Une escale à la rubrique "Coup de cœur"
découvrir un poème qui nous a particulièrement touché
par sa qualité, son originalité, sa valeur

(un tableau de Bruno Aimetti)

 

À Francopolis,
la rubrique de vos textes personnels est une de nos fiertés.
Elle héberge un ensemble de très beaux textes,
d'un niveau d'écriture souvent excellent,
toujours intéressant et en mouvement.

Nous redonnons vie ici à vos textes qui nous ont séduit
que ce soit un texte en revue, en recueil ou sur le web.

***

Poème Coup de Cœur du Comité

Mars-Avril 2021

 

Jean-Pierre Thuillat, choix Dominique Zinenberg

Parme Cériset, choix Éliette Vialle

Jacques Dupin, choix François Minod

Claude Dourguin, choix Mireille Diaz-Florian

Patricia Laranco, choix Dana Shishmanian

Denise Desautels, choix Gertrude Millaire

Claire Kalfon, choix Michel Ostertag

 

 

 

 

 

Jean-Pierre Thuillat

choix Dominique Zinenberg

 

 

MEMORIAL POUR LE SIECLE XX

 

Il commence à Sarajevo pour s’achever à Pristina :

ça fait pas beaucoup de chemin

                juste un détour par Oradour

                         une fleur sur Hiroshima.

 

Les hommes s’ennuient sur la Terre, il faut bien s’amuser un peu.

Un peu de femme un peu de guerre

              du vin des larmes et du sang

                            et l’on repart la coupe pleine.

 

Ronds de fumée sur Tréblinka ou ronds de cuir sur la Garonne.

Qu’elle est belle l’église en flammes

                 avec tous ces enfants dedans !

                             J’entends le hurlement des femmes.

 

On n’est plus au douzième siècle.
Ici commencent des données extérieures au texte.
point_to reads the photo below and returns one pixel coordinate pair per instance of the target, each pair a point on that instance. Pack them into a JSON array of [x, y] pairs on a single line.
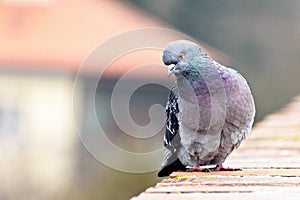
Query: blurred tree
[[260, 37]]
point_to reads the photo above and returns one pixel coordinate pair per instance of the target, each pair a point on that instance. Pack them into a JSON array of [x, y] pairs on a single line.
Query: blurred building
[[42, 46]]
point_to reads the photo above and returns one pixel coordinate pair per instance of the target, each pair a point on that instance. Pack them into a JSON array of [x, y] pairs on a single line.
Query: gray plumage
[[209, 112]]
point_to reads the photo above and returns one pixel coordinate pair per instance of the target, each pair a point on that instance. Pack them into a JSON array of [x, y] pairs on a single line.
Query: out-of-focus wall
[[36, 135]]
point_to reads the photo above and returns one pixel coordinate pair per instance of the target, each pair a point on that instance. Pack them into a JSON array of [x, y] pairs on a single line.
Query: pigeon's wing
[[170, 161], [172, 123], [240, 112]]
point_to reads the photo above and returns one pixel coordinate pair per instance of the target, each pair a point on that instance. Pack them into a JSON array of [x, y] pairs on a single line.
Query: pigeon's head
[[181, 56]]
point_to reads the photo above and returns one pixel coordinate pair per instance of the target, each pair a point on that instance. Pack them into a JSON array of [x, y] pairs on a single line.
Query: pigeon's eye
[[181, 56]]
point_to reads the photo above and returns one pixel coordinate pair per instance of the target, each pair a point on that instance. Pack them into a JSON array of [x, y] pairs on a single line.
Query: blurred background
[[44, 42]]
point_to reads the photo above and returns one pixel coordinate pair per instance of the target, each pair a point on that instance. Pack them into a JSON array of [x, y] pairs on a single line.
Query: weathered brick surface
[[270, 160]]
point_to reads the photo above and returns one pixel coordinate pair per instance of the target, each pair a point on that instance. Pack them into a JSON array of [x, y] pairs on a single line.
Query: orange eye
[[181, 56]]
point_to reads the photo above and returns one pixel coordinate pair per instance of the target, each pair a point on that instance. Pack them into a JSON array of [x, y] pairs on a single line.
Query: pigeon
[[209, 112]]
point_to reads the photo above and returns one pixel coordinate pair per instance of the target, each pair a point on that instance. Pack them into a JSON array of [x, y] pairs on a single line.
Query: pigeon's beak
[[171, 69]]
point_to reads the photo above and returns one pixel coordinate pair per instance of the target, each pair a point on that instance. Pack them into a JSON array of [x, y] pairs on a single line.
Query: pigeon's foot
[[220, 167], [198, 169]]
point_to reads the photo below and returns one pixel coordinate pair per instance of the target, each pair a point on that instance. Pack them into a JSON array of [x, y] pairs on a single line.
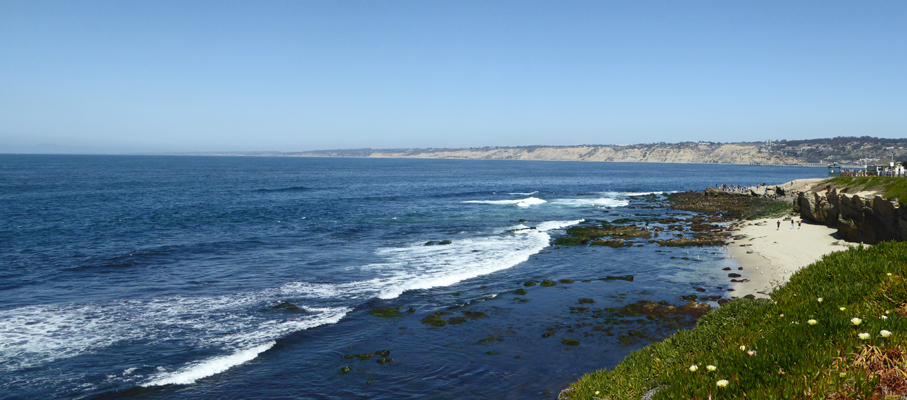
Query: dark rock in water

La barbarie, c’est aujourd’hui.

À Tokyo New-York ou Paris

           les sans-papiers les sans-familles

                          hantent les rues de l’opulence.

 

La guerre est partout dans le monde, on tue les enfants par milliers.
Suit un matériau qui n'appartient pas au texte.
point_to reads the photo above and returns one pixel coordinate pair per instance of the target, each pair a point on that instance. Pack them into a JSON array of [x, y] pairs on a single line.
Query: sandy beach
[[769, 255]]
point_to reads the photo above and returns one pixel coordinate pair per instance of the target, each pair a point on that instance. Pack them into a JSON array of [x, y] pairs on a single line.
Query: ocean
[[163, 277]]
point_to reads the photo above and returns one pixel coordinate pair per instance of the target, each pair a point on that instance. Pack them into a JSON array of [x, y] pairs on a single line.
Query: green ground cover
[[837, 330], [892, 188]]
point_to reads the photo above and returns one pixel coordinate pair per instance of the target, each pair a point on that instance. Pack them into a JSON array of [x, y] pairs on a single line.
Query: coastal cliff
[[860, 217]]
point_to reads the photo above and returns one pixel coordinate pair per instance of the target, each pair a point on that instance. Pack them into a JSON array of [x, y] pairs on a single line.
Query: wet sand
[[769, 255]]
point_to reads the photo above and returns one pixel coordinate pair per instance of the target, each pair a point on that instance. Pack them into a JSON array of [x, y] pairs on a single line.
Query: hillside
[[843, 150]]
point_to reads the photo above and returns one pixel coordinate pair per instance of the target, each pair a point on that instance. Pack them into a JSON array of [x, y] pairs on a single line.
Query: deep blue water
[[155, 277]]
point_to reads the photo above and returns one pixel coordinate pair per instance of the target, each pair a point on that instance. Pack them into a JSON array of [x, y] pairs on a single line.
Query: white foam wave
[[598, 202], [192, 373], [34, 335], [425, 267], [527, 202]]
Ceux qui survivent on les prépare

                     à devenir bourreaux demain.

                          Ainsi se perpétue le Monstre.

 

Il commence à Sarajevo pour s’achever à Pristina,

ça fait pas beaucoup de chemin

                juste un détour par Oradour

                                      une fleur sur Hiroshima.

 

  (Retour du village martyr d’Oradour-sur Glane le 4 novembre 1999)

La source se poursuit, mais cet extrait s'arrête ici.